En 2010,
la Chine extrait 93% des terres rares dans le monde et possède plus de 99% des
réserves mondiales de certaines variétés les plus prisées. Ces matières
premières constituent un composant essentiel dans la fabrication de biens tels
que les téléphones portables, les batteries, les téléviseurs LED et autres
produits technologiques. Le Japon est alors le principal acheteur de terres
rares chinoises depuis de nombreuses années et les utilise à diverses fins
industrielles, notamment pour la fabrication de verre pour panneaux solaires.
Elles sont également utilisées dans la fabrication des moteurs de voitures
hybrides comme la Toyota Prius. Il s’agit donc d’une ressource stratégique pour de nombreux
secteurs d’activité, et cette situation de quasi-monopole chinois est une source de
tension récurrent entre les deux pays, et au niveau international.
A plusieurs
reprises, la Chine à déjà limité ses quotas d’exportation, provoquant une
flambée de prix et l’irritation des pays Occidentaux, principaux importateurs.
Un prétexte pour une offensive informationnelle destinée à
semer le doute
Le 7
Septembre 2010, le capitaine d’un bateau de pêche Chinois est arrêté par un
garde-côte Japonais, suite à une collision entre les deux navires, survenue
dans les eaux japonaises, à proximité d’un archipel revendiqué par la Chine. Ce
petit incident va servir de prétexte à la Chine pour tester son rapport de
force avec le Japon, puis avec l’Europe et les États-Unis. A cette fin, elle va
émettre des messages contradictoires, ou a minima difficiles à interpréter, via
différents vecteurs afin d’entretenir la confusion sur ses intentions réelles.
Quelques jours après cette arrestation, les industriels japonais commencent à
constater des difficultés d’approvisionnement en terres rares. Et le Premier
Ministre Chinois, M. Wen, appelle à libérer le capitaine retenu, sous peine
d’engager d’autres actions pour contraindre les japonais à s’exécuter. Mais, au
même moment, un porte-parole du gouvernement chinois affirme qu’aucun embargo
n’a été décidé. D’ailleurs un responsable du ministère japonais des Affaires
étrangères, qui a requis l’anonymat, a confirmé à la presse que le gouvernement
japonais n’avait d’ailleurs reçu aucun document de la Chine concernant un
quelconque embargo.
Par
ailleurs, d’après les industriels japonais, ce sont les douanes chinoises qui
font barrage aux exportations : aussi, la Chine
s’abstiendrait précautionneusement d’interdire officiellement les exportations.

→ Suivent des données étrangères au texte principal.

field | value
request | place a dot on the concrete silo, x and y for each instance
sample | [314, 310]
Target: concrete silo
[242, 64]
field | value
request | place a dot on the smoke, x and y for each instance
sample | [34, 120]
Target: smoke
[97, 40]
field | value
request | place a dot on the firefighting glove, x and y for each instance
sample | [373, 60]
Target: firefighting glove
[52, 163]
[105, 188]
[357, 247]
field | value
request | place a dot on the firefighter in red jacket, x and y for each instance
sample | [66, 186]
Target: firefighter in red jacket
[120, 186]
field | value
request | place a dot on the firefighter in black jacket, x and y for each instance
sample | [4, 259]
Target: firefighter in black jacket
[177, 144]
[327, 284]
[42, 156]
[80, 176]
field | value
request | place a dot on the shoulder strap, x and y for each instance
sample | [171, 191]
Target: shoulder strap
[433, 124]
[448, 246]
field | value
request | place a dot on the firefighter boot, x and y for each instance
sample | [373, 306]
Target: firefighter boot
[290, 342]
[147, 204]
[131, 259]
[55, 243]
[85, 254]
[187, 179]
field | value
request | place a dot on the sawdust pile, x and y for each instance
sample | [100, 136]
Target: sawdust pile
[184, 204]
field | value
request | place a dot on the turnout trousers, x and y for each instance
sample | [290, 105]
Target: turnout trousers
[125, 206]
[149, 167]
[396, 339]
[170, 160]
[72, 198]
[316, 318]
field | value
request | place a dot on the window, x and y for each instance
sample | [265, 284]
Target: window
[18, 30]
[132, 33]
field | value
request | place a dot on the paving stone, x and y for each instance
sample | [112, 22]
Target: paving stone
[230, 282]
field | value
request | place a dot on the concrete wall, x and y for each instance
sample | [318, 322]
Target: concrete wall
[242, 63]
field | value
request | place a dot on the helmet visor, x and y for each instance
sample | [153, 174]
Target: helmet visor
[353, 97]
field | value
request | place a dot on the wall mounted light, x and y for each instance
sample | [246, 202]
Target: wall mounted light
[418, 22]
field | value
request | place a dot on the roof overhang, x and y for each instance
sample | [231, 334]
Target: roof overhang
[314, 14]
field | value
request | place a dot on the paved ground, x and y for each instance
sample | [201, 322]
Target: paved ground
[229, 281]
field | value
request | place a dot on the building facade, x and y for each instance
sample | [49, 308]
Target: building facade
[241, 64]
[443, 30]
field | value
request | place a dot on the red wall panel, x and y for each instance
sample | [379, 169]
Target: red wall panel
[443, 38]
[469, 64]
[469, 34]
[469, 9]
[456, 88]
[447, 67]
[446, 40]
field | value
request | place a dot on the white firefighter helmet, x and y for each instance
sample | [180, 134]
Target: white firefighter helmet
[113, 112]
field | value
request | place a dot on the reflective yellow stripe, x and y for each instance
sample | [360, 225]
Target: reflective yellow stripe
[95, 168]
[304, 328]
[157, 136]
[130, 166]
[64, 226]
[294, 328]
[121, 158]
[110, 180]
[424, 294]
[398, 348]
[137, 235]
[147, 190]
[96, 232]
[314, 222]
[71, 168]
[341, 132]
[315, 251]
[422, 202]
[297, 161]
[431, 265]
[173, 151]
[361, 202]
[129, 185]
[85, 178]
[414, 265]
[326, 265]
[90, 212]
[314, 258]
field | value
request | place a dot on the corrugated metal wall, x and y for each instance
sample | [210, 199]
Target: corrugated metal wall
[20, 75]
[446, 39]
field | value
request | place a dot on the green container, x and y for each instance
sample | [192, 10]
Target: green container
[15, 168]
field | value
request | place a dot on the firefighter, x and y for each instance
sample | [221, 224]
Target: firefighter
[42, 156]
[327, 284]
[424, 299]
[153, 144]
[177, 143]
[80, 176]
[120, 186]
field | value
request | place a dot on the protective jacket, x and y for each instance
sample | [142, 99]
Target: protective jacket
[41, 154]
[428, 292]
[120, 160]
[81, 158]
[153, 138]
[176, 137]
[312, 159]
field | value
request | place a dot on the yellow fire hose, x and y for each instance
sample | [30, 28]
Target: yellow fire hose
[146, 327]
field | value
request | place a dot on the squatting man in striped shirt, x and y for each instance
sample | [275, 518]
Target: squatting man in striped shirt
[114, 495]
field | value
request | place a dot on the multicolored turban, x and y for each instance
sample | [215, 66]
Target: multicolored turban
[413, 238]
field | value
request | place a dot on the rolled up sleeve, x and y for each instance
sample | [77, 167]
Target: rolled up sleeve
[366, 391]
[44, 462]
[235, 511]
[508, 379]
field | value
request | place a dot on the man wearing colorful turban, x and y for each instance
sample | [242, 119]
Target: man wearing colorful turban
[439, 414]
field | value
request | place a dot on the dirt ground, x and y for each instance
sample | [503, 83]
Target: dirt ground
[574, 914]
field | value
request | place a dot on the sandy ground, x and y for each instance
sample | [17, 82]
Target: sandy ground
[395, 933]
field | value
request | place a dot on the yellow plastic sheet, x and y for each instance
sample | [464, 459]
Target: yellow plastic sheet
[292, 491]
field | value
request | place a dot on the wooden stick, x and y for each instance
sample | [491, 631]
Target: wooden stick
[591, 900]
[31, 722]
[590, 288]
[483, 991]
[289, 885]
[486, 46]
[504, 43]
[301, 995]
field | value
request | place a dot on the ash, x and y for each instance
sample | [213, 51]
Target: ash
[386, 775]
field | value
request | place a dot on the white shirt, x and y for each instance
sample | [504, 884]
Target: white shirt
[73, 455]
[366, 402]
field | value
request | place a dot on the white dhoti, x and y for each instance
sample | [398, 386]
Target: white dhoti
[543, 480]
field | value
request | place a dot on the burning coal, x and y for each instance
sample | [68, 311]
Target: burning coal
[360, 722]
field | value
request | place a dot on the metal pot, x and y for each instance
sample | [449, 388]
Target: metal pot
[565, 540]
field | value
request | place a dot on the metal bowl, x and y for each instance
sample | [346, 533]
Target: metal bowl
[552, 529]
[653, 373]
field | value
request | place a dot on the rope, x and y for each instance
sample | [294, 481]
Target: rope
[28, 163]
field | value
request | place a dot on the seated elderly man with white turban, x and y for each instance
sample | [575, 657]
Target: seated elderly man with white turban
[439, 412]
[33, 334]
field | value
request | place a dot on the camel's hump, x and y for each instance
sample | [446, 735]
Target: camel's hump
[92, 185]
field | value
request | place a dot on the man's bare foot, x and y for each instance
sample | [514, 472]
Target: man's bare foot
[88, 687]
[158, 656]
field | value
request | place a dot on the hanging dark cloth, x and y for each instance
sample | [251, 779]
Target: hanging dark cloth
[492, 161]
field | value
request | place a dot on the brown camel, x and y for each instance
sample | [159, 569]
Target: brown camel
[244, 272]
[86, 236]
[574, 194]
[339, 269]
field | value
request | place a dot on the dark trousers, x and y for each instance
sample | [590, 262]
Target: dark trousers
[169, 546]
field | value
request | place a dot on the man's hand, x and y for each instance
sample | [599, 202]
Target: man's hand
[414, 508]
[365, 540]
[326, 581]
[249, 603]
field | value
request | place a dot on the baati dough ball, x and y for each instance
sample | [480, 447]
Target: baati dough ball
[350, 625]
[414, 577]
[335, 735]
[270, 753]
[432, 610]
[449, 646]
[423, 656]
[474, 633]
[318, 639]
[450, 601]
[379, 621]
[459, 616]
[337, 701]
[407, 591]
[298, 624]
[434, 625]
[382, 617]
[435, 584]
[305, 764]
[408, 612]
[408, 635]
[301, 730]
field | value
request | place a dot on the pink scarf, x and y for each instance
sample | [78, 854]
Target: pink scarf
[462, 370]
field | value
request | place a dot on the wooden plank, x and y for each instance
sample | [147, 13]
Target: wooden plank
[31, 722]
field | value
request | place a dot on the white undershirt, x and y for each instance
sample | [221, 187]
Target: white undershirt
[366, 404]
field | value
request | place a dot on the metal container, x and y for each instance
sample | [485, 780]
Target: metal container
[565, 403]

Cela permettrait en effet immédiatement au Japon de faire valoir ses droits
devant l’OM et d’engager une procédure officielle. Par contre, tant qu’il
s’agit d’une décision administrative qui limite le chargement de métaux rares
sur les cargos à sa destination, les voies de recours du Japon sont bien plus
incertaines auprès des instances internationales.
Une généralisation des tensions
Durant
le mois d’octobre suivant, d’autres industriels, européens et américains cette
fois, constatent à leur tour des difficultés d’approvisionnement en terres
rares. L' « embargo » semble désormais s’étendre vers des pays
au-delà du seul Japon. Ils affirment comme leurs homologues japonais que les
douanes chinoises limitent les exportations. Or, cette généralisation eu lieu
quelques heures à peine après que Zhang Guobao, le plus haut responsable de
l’énergie du pays, ait convoqué des journalistes étrangers pour leur faire part
de son indignation quant à la décision du gouvernement américain d’ouvrir une enquête
préliminaire pour déterminer si la Chine subventionnait ses exportations d’énergie
propre – et limitait les importations – au mépris des règles de libre-échange
de l’Organisation Mondiale du Commerce. D’autres industriels affirment être
toujours approvisionnés en temps et en heure, ce qui entretient la confusion
sur les véritables intentions du gouvernement chinois.
Aussi,
la position officielle de la Chine est très difficile à cerner. Le ministère du
Commerce a déclaré en sus que les informations publiées récemment dans la
presse nationale, qui faisaient état d’une réduction de 30% des quotas
d’exportation de terres rares l’année prochaine, serait « totalement sans
fondement » et qu’aucune décision n’avait encore été prise sur les futurs
quotas. Le communiqué a également déclaré que « la Chine continuera d’exporter
de la terre rare dans le monde et dans le même temps, afin de conserver des
ressources épuisables et de maintenir un développement durable, La Chine
continuera également d’imposer les restrictions nécessaires à l’extraction, à
la fabrication et à l’exportation de terres rares. » Elle prend ainsi à
revers les accusations dont elle fait l’objet sur les conditions d’exploitation
des mines et de leur impact sur l’environnement.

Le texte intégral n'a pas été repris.